The surrogate mother, Lakshmi (Salma Hoque), is a woman from Delhi supposedly being cared for by a surrogacy clinic. In her first appearance, she meets Clem and Josh via a Skype call and is ostensibly hiding her true feelings and the real conditions of the clinic. Obedient, shy, and obliging, Lakshmi beams a fake smile to the nervous English couple as they ask her how she feels to carry their child. It is impossible to ignore the historical relationship between the countries in this sanitised, uncomfortable scene; a benevolent but unlucky English couple taking to the formerly colonised India to take advantage of Lakshmi’s lack of legal rights as an Indian surrogate. Lakshmi’s story is revealed, and it is the true tragedy of the play, compared to Clem’s bourgeois life infused with home-made kale chips, sliding glass doors, and iPads. A widow, Lakshmi was forced to leave her two young children unprotected as she moved into the surrogacy clinic with the promise of £22,000 after delivering a healthy baby. Overcome with the pain of leaving her children and disgusted by the thought of another’s baby growing inside her, Lakshmi hurts herself to the point of abortion.

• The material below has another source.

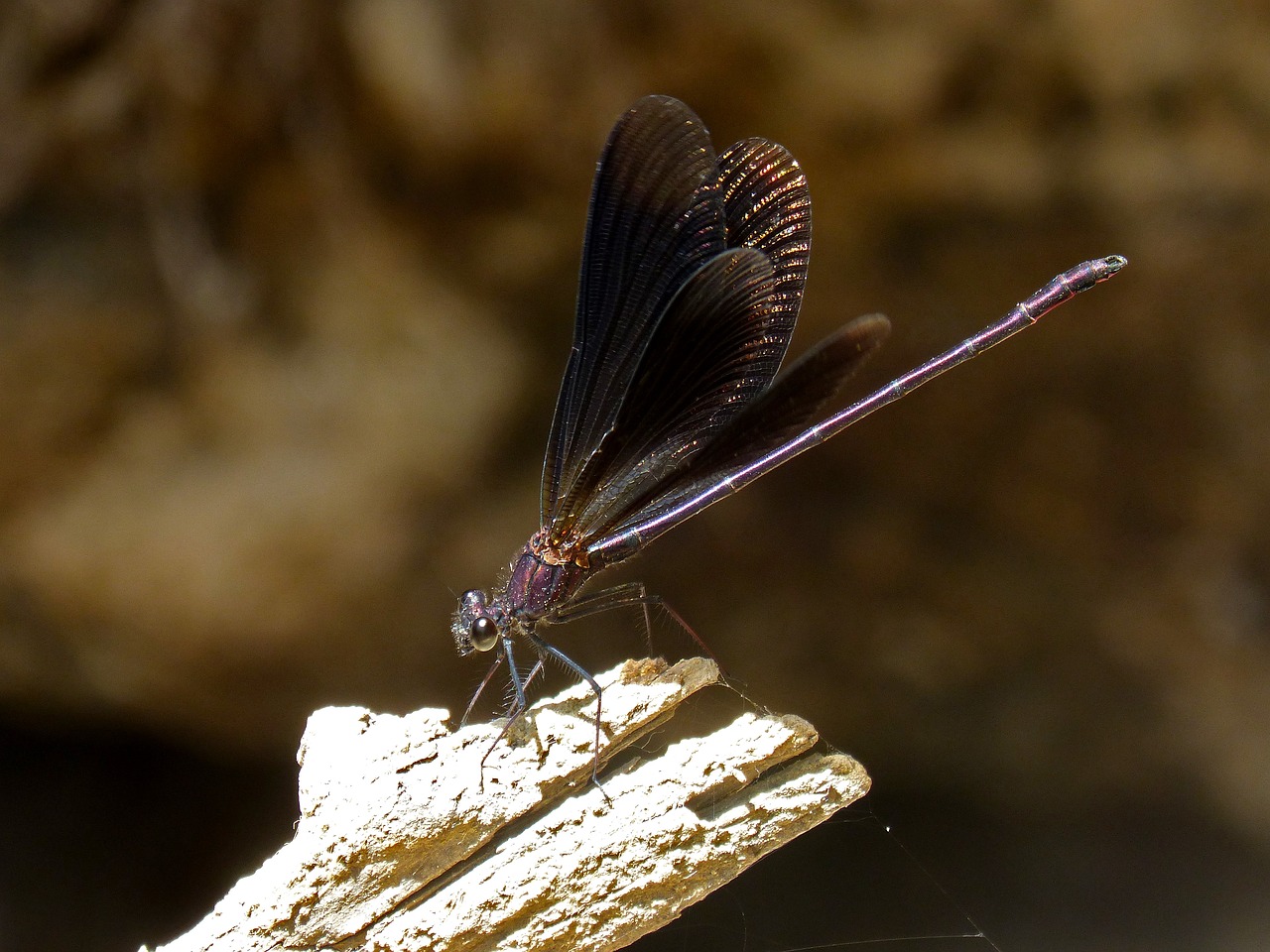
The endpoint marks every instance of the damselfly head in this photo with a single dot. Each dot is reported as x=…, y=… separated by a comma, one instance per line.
x=476, y=625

Although morbid and devastating to watch, it is an act of defiance against years of deep-seated historical oppression and lack of legal rights – within her home, India, and externally, from the British. Without belittling Clem’s visceral reaction to the abortion which is beautifully executed by Mitchell and the real stories of women who have suffered losses by their surrogates, the presentation of Lakshmi’s story and the interaction with Clem’s story is disappointingly typical of ‘white feminism’. Lakshmi’s story is merely a footnote, a trigger in Clem’s story; when Clem hears of Lakshmi’s conditions, children, and the induced abortion, she spirals into a breakdown. Meanwhile, Lakshmi is barely given a voice to tell her story; she speaks largely in Urdu, her mother-tongue a form of empowerment, but ultimately cutting her off from the largely English audience. When she does speak in English, it is with broken words interjected into the speech of Clem’s imagined daughter. The divide between the white, middle class English woman and the working class Indian woman heavily favours Clem and is most evident when a heavily pregnant Lakshmi paints the walls of Clem’s living room throughout several scenes.

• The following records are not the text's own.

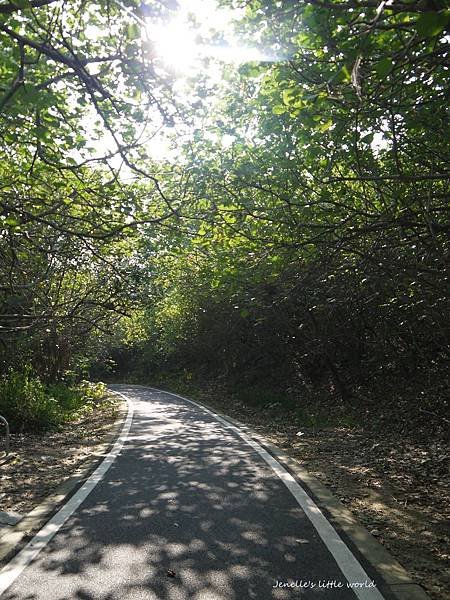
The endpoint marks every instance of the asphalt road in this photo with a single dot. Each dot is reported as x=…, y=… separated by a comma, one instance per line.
x=187, y=510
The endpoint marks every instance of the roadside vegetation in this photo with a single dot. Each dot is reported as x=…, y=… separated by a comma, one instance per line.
x=258, y=217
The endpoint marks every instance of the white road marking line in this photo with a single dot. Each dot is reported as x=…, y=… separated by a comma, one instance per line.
x=346, y=560
x=14, y=568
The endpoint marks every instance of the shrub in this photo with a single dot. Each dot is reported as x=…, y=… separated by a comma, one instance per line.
x=28, y=404
x=25, y=402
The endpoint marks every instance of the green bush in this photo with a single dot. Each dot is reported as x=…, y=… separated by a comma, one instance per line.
x=25, y=402
x=28, y=404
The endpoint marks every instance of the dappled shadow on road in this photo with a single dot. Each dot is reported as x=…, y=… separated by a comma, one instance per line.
x=185, y=496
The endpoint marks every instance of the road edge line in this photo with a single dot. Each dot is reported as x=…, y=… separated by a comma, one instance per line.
x=392, y=573
x=10, y=571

Gabriella Slade’s stage design is chic and perfectly serves the contemporary setting of the play. The film projections are awkward and too infrequent to make any real impact or contribution to the production but the standard of acting is uniformly good. In particular, Mitchell’s Clem is utterly convincing; exhausted, sometimes awkward, and more-often-than-not unlikeable, Clem is a well-rounded protagonist – but one which could easily be compromised to shed light onto the silenced, forgotten stories of women of colour.
A nuanced play about motherhood, Bodies is an attempt at intersectional feminism which unfortunately falls short – a disappointment but unsurprising for the white-centric Royal Court Theatre.